Dann saß plötzlich doch wieder wer auf seinem Stuhl, ein DDR- Mädel. Die hatte nochmal ihre Kurse geändert, und war deswegen auch öfter anderswo bei mir oder Lukas mit im Unterricht gewesen, aber nicht im Grundkurs Deutsch. Sie war äußerlich kein bisschen wie Nadine, aber erinnerte uns trotzdem an sie. Sie war genauso von drüben, und trat hier mit einem Selbstbewusstsein auf, das sie von uns abhob. Wir gingen ihr beinahe absichtlich aus dem Weg, weil es uns überforderte. Vielleicht auch deswegen, um uns vor ihr nicht versehentlich zu verplappern, dass wir sehr wohl wussten mit wem Daniel’s Flucht in Wahrheit zusammen hing.

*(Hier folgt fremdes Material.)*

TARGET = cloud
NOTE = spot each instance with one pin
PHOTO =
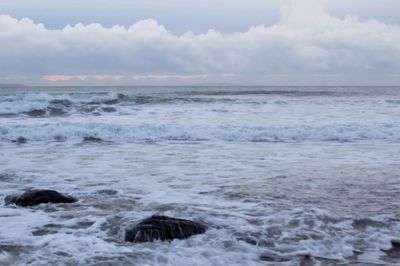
(306, 41)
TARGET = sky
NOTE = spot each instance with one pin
(149, 42)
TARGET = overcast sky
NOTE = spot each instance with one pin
(269, 42)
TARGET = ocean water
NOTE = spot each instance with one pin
(281, 175)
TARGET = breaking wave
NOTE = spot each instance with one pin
(173, 132)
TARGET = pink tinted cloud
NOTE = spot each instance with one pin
(55, 78)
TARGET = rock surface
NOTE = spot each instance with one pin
(36, 197)
(163, 228)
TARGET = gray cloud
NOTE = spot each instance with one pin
(305, 41)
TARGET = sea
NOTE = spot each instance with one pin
(280, 175)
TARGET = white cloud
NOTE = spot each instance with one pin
(306, 41)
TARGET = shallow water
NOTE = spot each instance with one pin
(280, 175)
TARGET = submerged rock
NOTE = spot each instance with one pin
(394, 251)
(92, 139)
(109, 109)
(163, 228)
(36, 197)
(20, 140)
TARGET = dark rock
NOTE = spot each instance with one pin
(63, 102)
(163, 228)
(36, 197)
(56, 111)
(20, 140)
(92, 139)
(36, 112)
(108, 109)
(394, 251)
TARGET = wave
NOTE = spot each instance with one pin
(172, 132)
(43, 104)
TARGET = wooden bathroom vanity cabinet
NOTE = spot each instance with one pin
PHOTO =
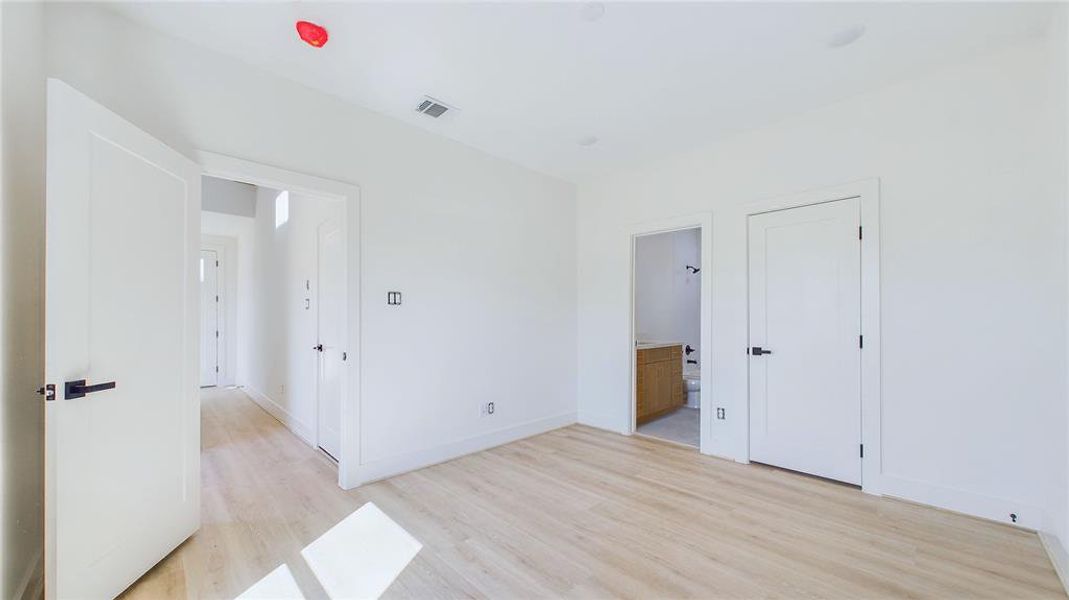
(659, 380)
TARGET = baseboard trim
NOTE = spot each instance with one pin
(600, 420)
(382, 468)
(1028, 517)
(274, 409)
(32, 585)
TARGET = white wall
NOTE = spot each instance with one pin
(667, 295)
(483, 249)
(1057, 539)
(228, 197)
(281, 362)
(21, 274)
(241, 294)
(973, 298)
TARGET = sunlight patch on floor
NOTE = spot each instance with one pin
(276, 585)
(360, 556)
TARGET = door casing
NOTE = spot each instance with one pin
(703, 222)
(868, 194)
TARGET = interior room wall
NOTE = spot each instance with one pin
(667, 295)
(282, 363)
(21, 274)
(482, 249)
(1059, 78)
(973, 259)
(228, 197)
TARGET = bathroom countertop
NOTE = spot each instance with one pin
(652, 344)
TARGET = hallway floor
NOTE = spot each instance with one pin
(585, 513)
(681, 426)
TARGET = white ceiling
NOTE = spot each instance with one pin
(646, 79)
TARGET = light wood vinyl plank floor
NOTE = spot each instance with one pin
(579, 512)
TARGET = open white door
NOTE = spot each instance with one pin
(210, 318)
(331, 335)
(804, 328)
(122, 481)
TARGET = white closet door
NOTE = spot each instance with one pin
(210, 318)
(122, 436)
(804, 331)
(331, 334)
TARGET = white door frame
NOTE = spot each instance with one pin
(256, 173)
(868, 194)
(226, 248)
(703, 222)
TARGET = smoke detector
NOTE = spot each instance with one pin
(433, 108)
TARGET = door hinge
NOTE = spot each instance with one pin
(48, 391)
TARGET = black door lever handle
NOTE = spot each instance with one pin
(78, 388)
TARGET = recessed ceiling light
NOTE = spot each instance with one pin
(846, 36)
(592, 11)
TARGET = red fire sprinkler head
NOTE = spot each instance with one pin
(311, 33)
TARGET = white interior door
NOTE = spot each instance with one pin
(210, 318)
(331, 334)
(122, 479)
(804, 331)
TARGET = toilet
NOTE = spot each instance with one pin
(692, 377)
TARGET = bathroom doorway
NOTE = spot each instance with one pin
(667, 335)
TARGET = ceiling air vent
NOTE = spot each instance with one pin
(432, 107)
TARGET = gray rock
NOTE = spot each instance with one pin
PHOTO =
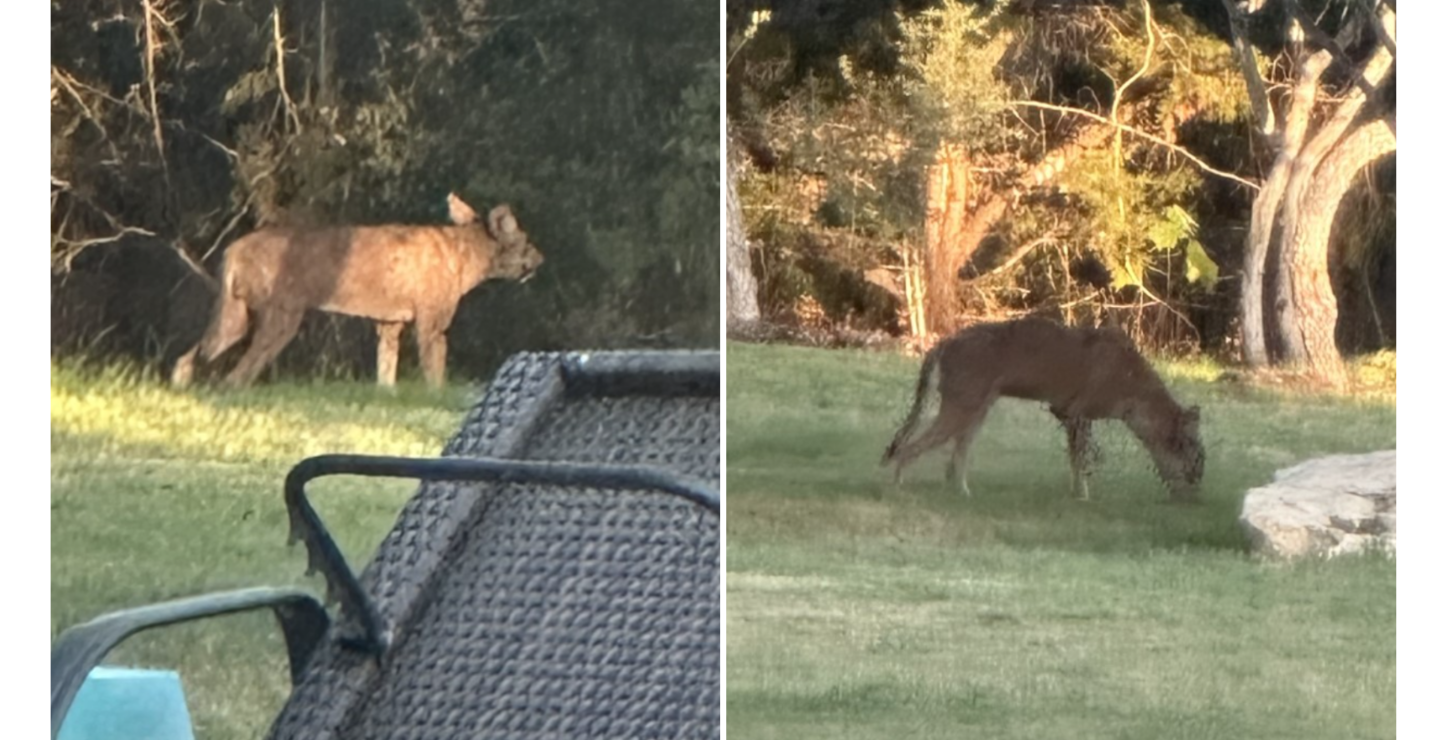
(1325, 507)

Es hat endlos lange gedauert, bis sich Nadine und Daniel überhaupt bei uns gemeldet haben. Wir hatten vergessen das vorher zu besprechen, und jetzt fehlte uns die Phantasie wie das überhaupt vonstattengehen sollte. Als sich Daniel dann endlich meldete, geschah es so unkompliziert wie es nur zu erwarten gewesen war: Er rief aus einer Telefonzelle an. Ich bekam immer noch bei jedem Klingeln einen halben Herzinfarkt, seit Nadine angerufen hatte, obwohl mir klar war, dass das so schnell nicht wieder passieren würde. Aber die Hoffnung hatte ich längst aufgegeben, nur um dann doch wieder überrascht zu werden. Ich nahm den Hörer ab und sagte automatsich „Bei Mayr“, wie sonst auch. Im Hörer stöhnte es, dann sagte eine vertraute Stimme „Entschuldigung, verwählt. Alles gut“, und hängte auf ehe ich etwas erwidern konnte.
„Was zum?“ Ich sah den Hörer vorwurfsvoll an. Daniel würde mir später erklären, dass das so kurz war, für den Fall dass das Telefonat zurück verfolgt werden sollte.
Nadja hatte ihm zwar gesagt, dass er nur darauf achten brauche, ob es zwei Mal in der Leitung knackt, denn so sei das bei der Stasi. Aber Daniel war so nervös wegen der Sache, dass er kein Risiko eingehen wollte. Selbstverständlich ohne zu wissen, worin es überhaupt bestehen könnte. Dieses Lebenszeichen war sehr unbefriedigend, um es milde auszudrücken. Es war zu wenig und änderte überhaupt nichts. Ich glaube, dass ich heimlich damit gerechnet hatte, dass nun unsere eigene Flucht bevor stand, und sie uns den weiteren Plan mitteilten, aber da kam nichts mehr. Wir waren auf uns gestellt.
Dass sie uns nicht schreiben würden war klar, nachdem die Specks ihre Postkarte bekamen. Die gab uns aber immerhin die Steilvorlage, vor den Augen der Polizei eine Szene zu machen und große Erleichterung zu spielen – denn es war ja für uns genauso das erste offizielle Lebenszeichen von Daniel, wie für seine Eltern. Danach hatten wir dann auch erstmal Ruhe. Das muss kurz vor den Weihnachtsferien 1989 gewesen sein.
Ein schlechtes Gewissen hatte ich allerdings Herrn Talmüller gegenüber, dass wir ihm nicht sagen konnten, dass es Daniel gut ging, und er sich keine Sorgen machen müsste. Aber Lukas hat schon damals richtig vermutet, dass ihn die Versicherung von uns beiden wohl in keinster Weise beruhigt hätte. Vielleicht hätte es sein Leben verlängert, aber er starb während der Weihnachtsferien, allein in seiner Wohnung.